# Helpful link for improving beginner technique.



## PropilotBW (Apr 22, 2014)

I came across this link on PetaPixel and thought I'd share it's ideas for improving photos.  Do you agree?
Feel free to share your tips for everyday practices to help others improve their shots.  
Thanks!
7 Daily Exercises that Will Help Make You a Better Photographer


----------



## Scatterbrained (Apr 22, 2014)

No.


----------



## Ysarex (Apr 22, 2014)

Likewise, No.


----------



## davf (Apr 28, 2014)

As a "sometimes" perhaps, but as a general daily practise, not really.

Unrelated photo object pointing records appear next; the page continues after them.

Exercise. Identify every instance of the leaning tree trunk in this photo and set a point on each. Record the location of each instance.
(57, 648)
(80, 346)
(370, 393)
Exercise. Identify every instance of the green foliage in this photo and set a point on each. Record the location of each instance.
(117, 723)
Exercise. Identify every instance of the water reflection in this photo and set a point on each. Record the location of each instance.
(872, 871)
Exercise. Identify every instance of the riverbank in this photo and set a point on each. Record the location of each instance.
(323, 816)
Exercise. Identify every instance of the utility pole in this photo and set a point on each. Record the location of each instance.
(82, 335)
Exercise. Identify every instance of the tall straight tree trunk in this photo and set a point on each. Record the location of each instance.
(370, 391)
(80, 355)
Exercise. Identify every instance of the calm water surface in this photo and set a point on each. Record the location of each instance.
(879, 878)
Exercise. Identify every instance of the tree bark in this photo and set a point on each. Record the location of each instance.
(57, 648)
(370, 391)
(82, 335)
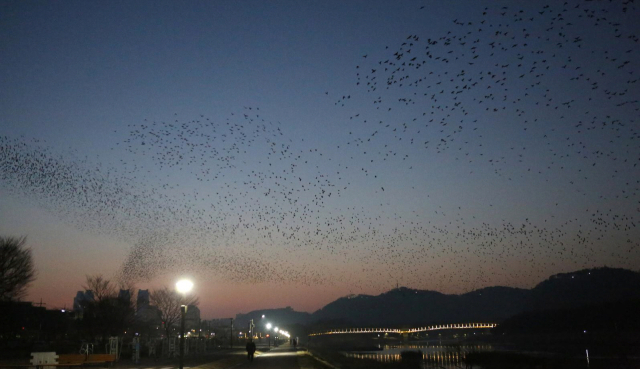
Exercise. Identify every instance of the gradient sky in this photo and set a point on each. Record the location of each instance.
(288, 153)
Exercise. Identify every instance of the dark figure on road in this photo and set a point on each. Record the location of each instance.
(251, 349)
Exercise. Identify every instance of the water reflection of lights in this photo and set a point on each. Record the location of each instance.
(439, 354)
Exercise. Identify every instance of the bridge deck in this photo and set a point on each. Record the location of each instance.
(406, 331)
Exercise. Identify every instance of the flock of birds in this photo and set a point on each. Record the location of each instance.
(547, 93)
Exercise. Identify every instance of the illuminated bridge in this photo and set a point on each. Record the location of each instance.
(436, 327)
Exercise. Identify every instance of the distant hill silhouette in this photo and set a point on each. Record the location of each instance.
(620, 316)
(284, 316)
(405, 307)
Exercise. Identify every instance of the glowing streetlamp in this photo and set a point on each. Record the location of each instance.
(183, 286)
(268, 326)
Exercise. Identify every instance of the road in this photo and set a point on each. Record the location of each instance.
(284, 357)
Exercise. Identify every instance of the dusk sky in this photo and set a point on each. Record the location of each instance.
(288, 153)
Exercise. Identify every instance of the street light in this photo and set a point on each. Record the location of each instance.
(268, 326)
(183, 286)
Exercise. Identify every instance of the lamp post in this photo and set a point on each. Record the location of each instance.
(268, 326)
(183, 286)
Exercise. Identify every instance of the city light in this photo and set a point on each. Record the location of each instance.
(184, 286)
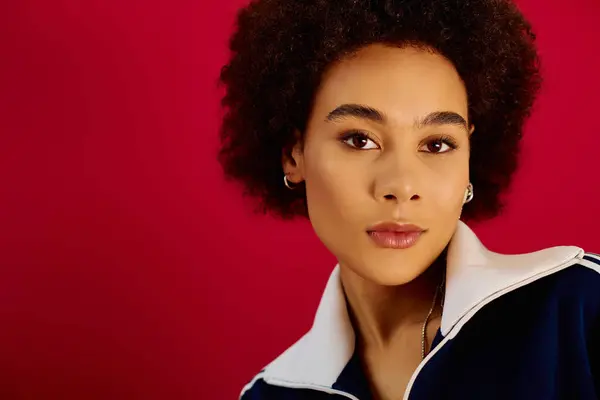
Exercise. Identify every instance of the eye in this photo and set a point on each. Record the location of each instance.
(442, 144)
(359, 141)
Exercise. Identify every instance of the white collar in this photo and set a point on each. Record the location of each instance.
(473, 274)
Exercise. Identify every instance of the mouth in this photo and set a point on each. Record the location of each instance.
(395, 236)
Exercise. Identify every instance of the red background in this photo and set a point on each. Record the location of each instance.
(129, 269)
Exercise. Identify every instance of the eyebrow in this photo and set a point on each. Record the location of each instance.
(372, 114)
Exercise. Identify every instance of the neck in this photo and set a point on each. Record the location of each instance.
(381, 312)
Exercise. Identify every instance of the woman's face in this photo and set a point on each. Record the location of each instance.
(387, 141)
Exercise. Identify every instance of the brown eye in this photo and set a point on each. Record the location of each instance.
(359, 141)
(435, 146)
(439, 145)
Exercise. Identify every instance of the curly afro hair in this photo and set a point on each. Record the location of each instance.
(282, 47)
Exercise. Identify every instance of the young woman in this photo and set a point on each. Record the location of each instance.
(388, 124)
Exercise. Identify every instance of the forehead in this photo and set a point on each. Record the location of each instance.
(404, 83)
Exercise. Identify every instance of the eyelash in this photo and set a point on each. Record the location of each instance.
(445, 139)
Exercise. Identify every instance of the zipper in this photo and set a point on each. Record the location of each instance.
(465, 318)
(451, 334)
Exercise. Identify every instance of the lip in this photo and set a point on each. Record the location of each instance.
(393, 235)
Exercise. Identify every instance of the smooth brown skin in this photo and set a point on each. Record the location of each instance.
(401, 172)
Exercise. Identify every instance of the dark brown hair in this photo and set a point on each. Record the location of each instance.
(281, 48)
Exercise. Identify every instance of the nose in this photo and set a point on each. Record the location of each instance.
(398, 179)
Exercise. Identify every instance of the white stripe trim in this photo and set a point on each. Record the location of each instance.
(251, 383)
(456, 328)
(590, 264)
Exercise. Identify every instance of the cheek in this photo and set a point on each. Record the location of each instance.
(333, 184)
(446, 187)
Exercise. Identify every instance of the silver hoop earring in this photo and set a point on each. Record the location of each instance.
(287, 183)
(469, 194)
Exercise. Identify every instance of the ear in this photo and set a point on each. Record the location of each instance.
(292, 160)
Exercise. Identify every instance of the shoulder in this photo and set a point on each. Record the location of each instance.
(583, 277)
(576, 287)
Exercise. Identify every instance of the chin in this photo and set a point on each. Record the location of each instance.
(390, 272)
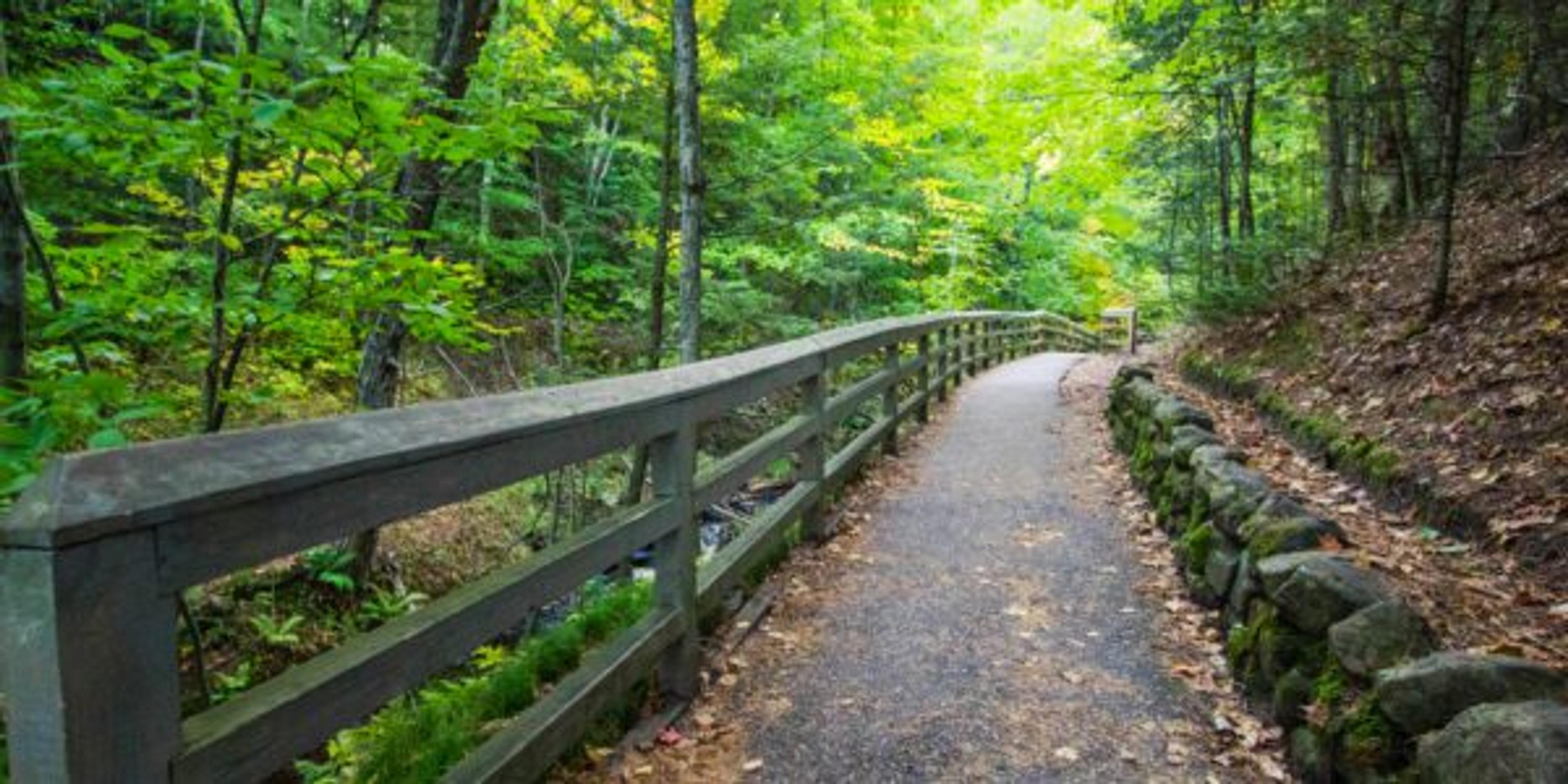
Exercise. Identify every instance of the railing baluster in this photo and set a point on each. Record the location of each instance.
(891, 399)
(814, 454)
(90, 662)
(675, 557)
(924, 410)
(944, 347)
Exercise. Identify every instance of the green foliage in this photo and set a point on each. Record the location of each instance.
(330, 565)
(1330, 686)
(418, 737)
(278, 633)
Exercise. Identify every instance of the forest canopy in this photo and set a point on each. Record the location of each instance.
(242, 212)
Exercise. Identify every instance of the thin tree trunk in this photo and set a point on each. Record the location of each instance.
(223, 255)
(463, 29)
(13, 270)
(692, 183)
(1335, 143)
(1244, 216)
(656, 281)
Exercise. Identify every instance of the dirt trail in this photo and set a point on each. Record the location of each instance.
(978, 623)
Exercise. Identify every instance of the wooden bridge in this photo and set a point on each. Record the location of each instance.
(99, 549)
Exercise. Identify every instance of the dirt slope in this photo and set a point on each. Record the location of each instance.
(1478, 402)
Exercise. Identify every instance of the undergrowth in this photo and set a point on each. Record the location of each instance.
(1341, 448)
(1336, 443)
(418, 737)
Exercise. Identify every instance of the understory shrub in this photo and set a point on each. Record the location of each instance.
(419, 737)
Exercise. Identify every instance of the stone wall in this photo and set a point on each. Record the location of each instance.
(1351, 672)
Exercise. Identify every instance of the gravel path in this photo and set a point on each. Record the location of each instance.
(982, 625)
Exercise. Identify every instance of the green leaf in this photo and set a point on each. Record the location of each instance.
(270, 112)
(123, 32)
(109, 438)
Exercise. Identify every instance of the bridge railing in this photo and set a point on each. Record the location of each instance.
(98, 551)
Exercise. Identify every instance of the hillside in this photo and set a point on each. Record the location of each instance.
(1473, 403)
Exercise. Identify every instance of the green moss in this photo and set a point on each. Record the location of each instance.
(1196, 545)
(1381, 466)
(416, 739)
(1238, 644)
(1243, 640)
(1366, 739)
(1198, 513)
(1330, 686)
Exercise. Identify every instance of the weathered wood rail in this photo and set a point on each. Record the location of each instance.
(96, 552)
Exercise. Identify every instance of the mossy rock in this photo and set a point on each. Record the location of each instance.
(1366, 745)
(1381, 636)
(1293, 535)
(1172, 413)
(1321, 592)
(1280, 526)
(1244, 588)
(1310, 756)
(1233, 493)
(1291, 695)
(1504, 742)
(1219, 570)
(1426, 694)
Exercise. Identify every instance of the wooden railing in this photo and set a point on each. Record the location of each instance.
(96, 552)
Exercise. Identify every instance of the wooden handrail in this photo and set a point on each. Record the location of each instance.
(96, 552)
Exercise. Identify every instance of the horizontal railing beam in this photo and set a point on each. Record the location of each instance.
(289, 715)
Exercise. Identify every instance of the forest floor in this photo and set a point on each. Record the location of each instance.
(1476, 598)
(1474, 402)
(998, 606)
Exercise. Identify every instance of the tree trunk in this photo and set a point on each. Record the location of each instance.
(692, 183)
(1244, 216)
(1222, 149)
(1335, 143)
(1456, 99)
(13, 265)
(656, 281)
(463, 29)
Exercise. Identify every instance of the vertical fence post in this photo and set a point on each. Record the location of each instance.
(814, 452)
(944, 347)
(673, 460)
(90, 662)
(891, 399)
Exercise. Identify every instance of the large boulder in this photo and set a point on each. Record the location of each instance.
(1244, 587)
(1426, 694)
(1499, 744)
(1219, 570)
(1216, 454)
(1291, 695)
(1186, 440)
(1321, 592)
(1280, 526)
(1128, 374)
(1170, 413)
(1310, 756)
(1274, 571)
(1377, 637)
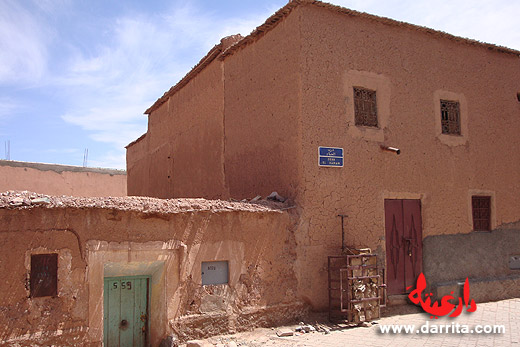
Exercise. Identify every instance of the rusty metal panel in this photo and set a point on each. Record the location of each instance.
(44, 275)
(481, 212)
(356, 288)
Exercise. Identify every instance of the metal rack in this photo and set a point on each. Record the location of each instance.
(356, 288)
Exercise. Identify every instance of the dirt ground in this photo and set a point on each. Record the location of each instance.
(505, 313)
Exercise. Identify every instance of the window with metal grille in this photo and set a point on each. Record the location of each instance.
(365, 107)
(44, 275)
(450, 117)
(481, 213)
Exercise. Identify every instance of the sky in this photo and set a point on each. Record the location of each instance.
(79, 74)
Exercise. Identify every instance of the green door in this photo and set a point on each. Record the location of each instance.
(125, 311)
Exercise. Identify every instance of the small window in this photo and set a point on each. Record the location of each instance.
(44, 275)
(215, 272)
(481, 206)
(365, 107)
(450, 117)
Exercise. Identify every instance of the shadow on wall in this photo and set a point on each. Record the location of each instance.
(491, 261)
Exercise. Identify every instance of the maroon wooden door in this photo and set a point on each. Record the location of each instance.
(403, 235)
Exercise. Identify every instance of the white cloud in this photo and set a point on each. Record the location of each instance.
(113, 83)
(23, 51)
(493, 22)
(111, 89)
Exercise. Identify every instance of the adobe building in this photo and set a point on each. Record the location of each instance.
(132, 271)
(55, 179)
(418, 133)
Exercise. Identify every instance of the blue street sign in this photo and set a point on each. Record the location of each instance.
(330, 156)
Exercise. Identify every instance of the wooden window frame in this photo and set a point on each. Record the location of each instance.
(365, 110)
(450, 117)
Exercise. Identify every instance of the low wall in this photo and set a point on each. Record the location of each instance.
(167, 240)
(56, 179)
(488, 259)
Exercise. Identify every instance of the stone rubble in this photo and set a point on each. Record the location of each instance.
(27, 200)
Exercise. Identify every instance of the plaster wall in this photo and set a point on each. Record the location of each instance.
(409, 70)
(96, 243)
(262, 114)
(61, 179)
(182, 152)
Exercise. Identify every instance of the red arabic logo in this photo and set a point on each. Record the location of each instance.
(445, 306)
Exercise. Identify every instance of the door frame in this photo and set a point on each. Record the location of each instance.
(401, 196)
(148, 303)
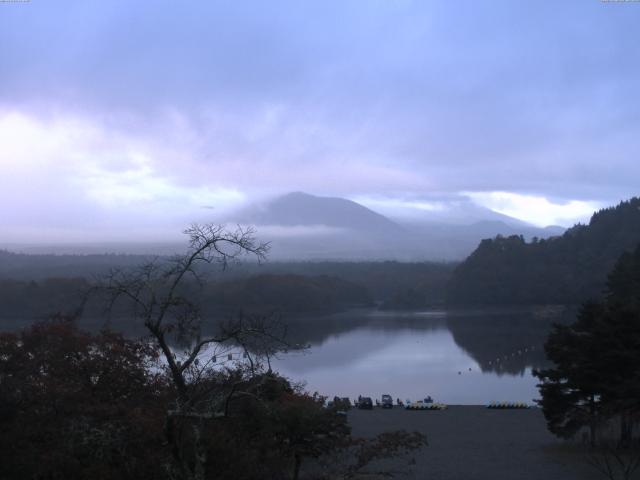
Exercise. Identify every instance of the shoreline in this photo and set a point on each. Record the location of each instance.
(473, 442)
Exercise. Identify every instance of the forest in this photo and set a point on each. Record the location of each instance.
(568, 269)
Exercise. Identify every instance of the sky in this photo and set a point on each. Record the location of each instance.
(122, 119)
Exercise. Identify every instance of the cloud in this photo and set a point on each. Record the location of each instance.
(535, 209)
(118, 112)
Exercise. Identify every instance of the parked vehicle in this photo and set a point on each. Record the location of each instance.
(342, 403)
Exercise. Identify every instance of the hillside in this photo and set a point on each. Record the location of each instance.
(301, 226)
(564, 270)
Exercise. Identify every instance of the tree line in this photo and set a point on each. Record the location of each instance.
(568, 270)
(77, 405)
(595, 380)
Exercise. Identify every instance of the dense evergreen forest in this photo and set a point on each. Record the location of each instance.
(568, 269)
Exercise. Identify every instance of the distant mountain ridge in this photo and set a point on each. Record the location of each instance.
(564, 270)
(303, 226)
(298, 208)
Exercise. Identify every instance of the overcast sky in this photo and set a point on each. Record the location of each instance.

Post a photograph every day - good, bad or indifferent?


----------



## JoeW (Apr 28, 2014)

PropilotBW said:


> I came across this link on PetaPixel and thought I'd share it's ideas for improving photos.  Do you agree?
> Feel free to share your tips for everyday practices to help others improve their shots.
> Thanks!
> 7 Daily Exercises that Will Help Make You a Better Photographer



I agree with some of the conclusions in the article but not the rationale.  For instance on using a prime lens--I highly agree.  Whether you end up shooting with one all the time or just initially for practice and development, it's a really good thing.  But not b/c it eliminates the distraction of zooming in or out--that's silly.  It's that carrying a prime affects how you see things.  Walk around with a 50mm or 35mm lens and your PERCEPTION will start to be different.  You'll see a shot you like and then ask "but how do I make this work with a 35mm?".  The idea of posting a photo a day--for hobbyists its a good thing.  But not b/c you're posting a photo a day instead of just sporadically (b/c posting a photo once a month is fine).  It's that if you know you've got to past a photo that day, you carry your camera with you everyplace.  OR...you plan something to shoot each day (a still-life, your dog, a sunrise, you take your camera on your daily walk, whatever).


----------